Le projet de loi d’adaptation de la société au vieillissement a été adopté en première lecture à l’Assemblée nationale le 17 septembre 2014, avec 302 voix pour et 181 voix contre (l’UMP et l’UDI ont voté contre).
Voici les principales dispositions à retenir sur les décisions en rapport avec les responsabilités exercées par les départements
-Prévention de la perte d’autonomie : instauration dans chaque département d’une « conférence des financeurs de la prévention de la perte d’autonomie des personnes âgées », présidée par le Président du Conseil général, chargée d’établir, pour le territoire départemental, un programme coordonné des financements des actions individuelles et collectives de prévention en complément des prestations légales ou réglementaires. Les missions et les entités qui sont représentées au sein de ces conférences sont prévues à l’article 3 ;
-Création des résidences autonomie : les résidences autonomie sont des établissements qui accueillent des personnes âgées dans des proportions inférieures à certains seuils. Elles proposent aux résidents (et éventuellement à des non-résidents) des prestations minimales, individuelles ou collectives définies par décret, qui concourent à la prévention de la perte d’autonomie. Sous réserve d’avoir conclu un CPOM, elles perçoivent un « forfait autonomie », alloué par le département, pour assurer leur mission de prévention. Elles facilitent l’accès de leurs résidents à des services d’aide et de soins à domicile. Les résidences autonomie pourront également accueillir des étudiants ou des jeunes travailleurs ainsi que des personnes handicapées, dans des proportions limitées. Elles disposent d’un délai de 5 ans pour proposer un socle minimal de prestations défini par décret.
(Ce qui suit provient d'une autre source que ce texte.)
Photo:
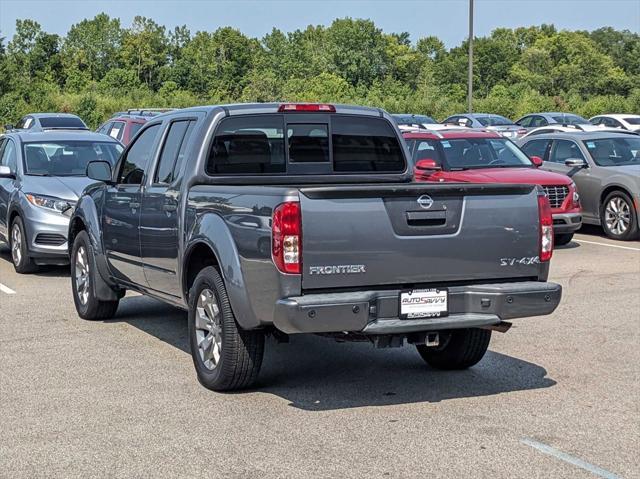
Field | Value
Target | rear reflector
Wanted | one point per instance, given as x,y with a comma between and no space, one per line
306,107
286,237
546,228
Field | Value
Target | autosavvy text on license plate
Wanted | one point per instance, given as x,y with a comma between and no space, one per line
424,303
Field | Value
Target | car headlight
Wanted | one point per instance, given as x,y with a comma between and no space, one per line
51,203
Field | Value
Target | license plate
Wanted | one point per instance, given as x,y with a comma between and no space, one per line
424,303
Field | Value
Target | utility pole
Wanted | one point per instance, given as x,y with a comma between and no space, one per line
470,81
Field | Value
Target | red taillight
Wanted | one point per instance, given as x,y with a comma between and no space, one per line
546,228
306,107
286,237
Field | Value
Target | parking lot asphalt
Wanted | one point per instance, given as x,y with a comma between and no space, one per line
120,398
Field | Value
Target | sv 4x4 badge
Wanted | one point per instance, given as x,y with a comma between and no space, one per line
516,261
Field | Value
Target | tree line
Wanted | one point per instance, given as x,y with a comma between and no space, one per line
100,67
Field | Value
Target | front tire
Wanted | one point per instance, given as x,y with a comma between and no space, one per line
619,217
22,262
461,349
225,356
83,270
562,239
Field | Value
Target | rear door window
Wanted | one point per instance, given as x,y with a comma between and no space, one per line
362,144
564,150
536,148
173,151
248,145
138,156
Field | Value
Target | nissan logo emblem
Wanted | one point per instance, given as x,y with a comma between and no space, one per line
425,202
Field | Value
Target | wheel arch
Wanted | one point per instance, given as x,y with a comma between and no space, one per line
211,244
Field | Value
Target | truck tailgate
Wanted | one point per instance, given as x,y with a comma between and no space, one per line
371,235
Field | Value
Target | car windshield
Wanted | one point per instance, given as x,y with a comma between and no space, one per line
614,151
413,119
472,153
67,158
570,120
494,120
62,122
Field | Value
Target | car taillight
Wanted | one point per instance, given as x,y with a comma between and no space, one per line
546,228
286,237
306,107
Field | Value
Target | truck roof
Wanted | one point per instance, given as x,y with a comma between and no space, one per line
248,108
449,134
60,135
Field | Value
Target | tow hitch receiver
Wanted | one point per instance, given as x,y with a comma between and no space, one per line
432,340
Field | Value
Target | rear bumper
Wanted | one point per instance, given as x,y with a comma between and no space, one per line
566,222
376,312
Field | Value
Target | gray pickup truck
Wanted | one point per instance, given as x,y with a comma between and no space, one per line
302,218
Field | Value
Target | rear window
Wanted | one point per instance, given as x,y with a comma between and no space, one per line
62,122
266,144
363,144
570,120
494,120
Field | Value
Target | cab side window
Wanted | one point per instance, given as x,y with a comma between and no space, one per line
565,149
9,156
138,156
526,121
536,148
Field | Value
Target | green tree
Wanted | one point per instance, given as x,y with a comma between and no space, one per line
145,50
93,46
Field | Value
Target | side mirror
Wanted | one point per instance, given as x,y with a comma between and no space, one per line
428,165
5,172
537,161
99,171
575,163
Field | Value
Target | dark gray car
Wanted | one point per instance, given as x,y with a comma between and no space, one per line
605,167
41,176
35,122
487,121
285,219
536,120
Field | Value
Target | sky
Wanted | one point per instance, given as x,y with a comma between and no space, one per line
446,19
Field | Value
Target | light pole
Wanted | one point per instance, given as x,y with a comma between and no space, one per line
470,81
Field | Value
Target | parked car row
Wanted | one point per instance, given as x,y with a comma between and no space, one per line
528,125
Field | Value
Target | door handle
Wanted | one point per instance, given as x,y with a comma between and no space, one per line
169,207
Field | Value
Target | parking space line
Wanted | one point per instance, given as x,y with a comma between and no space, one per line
607,244
6,289
569,458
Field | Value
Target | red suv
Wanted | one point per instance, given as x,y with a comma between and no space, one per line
123,128
486,157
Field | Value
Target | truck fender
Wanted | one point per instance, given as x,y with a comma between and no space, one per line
86,214
211,230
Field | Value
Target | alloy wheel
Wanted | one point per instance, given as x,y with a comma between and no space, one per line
16,244
617,215
82,275
208,329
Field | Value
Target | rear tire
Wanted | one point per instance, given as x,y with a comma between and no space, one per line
22,262
83,270
462,349
563,239
618,216
226,357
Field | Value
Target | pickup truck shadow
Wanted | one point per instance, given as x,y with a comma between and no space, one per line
51,271
319,374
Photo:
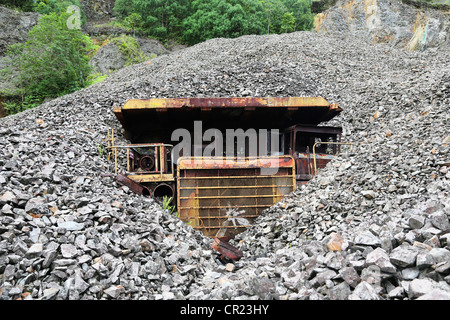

-Revalorisation et amélioration de l’APA : l’exposé des motifs annonce la revalorisation importante des plans d’aide, quel que soit le degré d’autonomie. Le montant de l’APA ne pourra pas dépasser un plafond défini par décret en fonction de la perte d’autonomie. Ce montant sera revalorisé au 1er janvier de chaque année. La partie de l’allocation destinée à rémunérer un salarié, un accueillant familial ou un SAD, pourra être versée au bénéficiaire de l’APA sous forme de chèque emploi-service universel. La partie de l’APA destinée à rémunérer un SAD ou une structure d’accueil temporaire pourra être versée directement au service ou à la structure (article 29). Un rapport sur l’impact des seuils de 60 et 75 ans pour l’attribution de la PCH dans la prise en compte du handicap pour les personnes vieillissantes en situation de handicap, devra être remis par le gouvernement au Parlement dans les six mois suivant la promulgation de la loi (article 30 bis). Chaque département devra transmettre à la CNSA les données relatives aux dépenses d’APA (article 50).
-Aide à domicile :
O Les services d’aide et d’accompagnement à domicile sont confortés dans le système de prise en charge. Ils devront signer des CPOM avec les départements, dont le contenu est prévu à l’article 31. Le CPOM doit servir à « favoriser la structuration territoriale de l’offre d’aide à domicile et la mise en œuvre de ses missions au service du public » ;
-Gouvernance locale :
O Les MAIA sont renommées et ouvertes désormais à toute personne en perte d’autonomie (et non plus seulement aux personnes atteintes de la maladie d’Alzheimer). MAIA signifie désormais « méthode d’action pour l’intégration des services d’aide et de soins dans le champ de l’autonomie » (article 52) ;
O Création du Conseil départemental de la citoyenneté et de l’autonomie, présidé par le PCG : il assurera la participation des personnes âgées et handicapées à l’élaboration, à la mise en œuvre, au développement et à la mise en cohérence des politiques de l’autonomie, notamment en matière de prévention, d’accessibilité, de logement, de transport, d’accès aux soins et d’accompagnement médico-social, d’accès aux aides humaines ou techniques…etc. Il sera consulté sur différents sujets prévus à l’article 54 bis (par exemple sur le schéma régional de prévention ou encore les rapports d’activité des MDPH). Il devra transmettre chaque année un rapport sur la mise en œuvre des politiques de l’autonomie dans le département. Il comportera notamment des membres des organismes représentant les professionnels et les gestionnaires des établissements et services pour personnes âgées et handicapées adultes (article 54 bis) ;
O Création de la Maison départementale de l’autonomie (MDA) : elle regroupe la MDPH et des personnels et moyens dédiés du département affectés à la politique en faveur des personnes âgées et handicapées. Sa constitution est soumise à l’avis conforme de la commission exécutive de la MDPH et à l’avis du conseil départemental de la citoyenneté et de l’autonomie, ainsi qu’au respect d’un cahier des charges permettant à la CNSA de lui délivrer le label de MDA. Son existence est sans incidence sur le statut des MDPH (article 54 ter).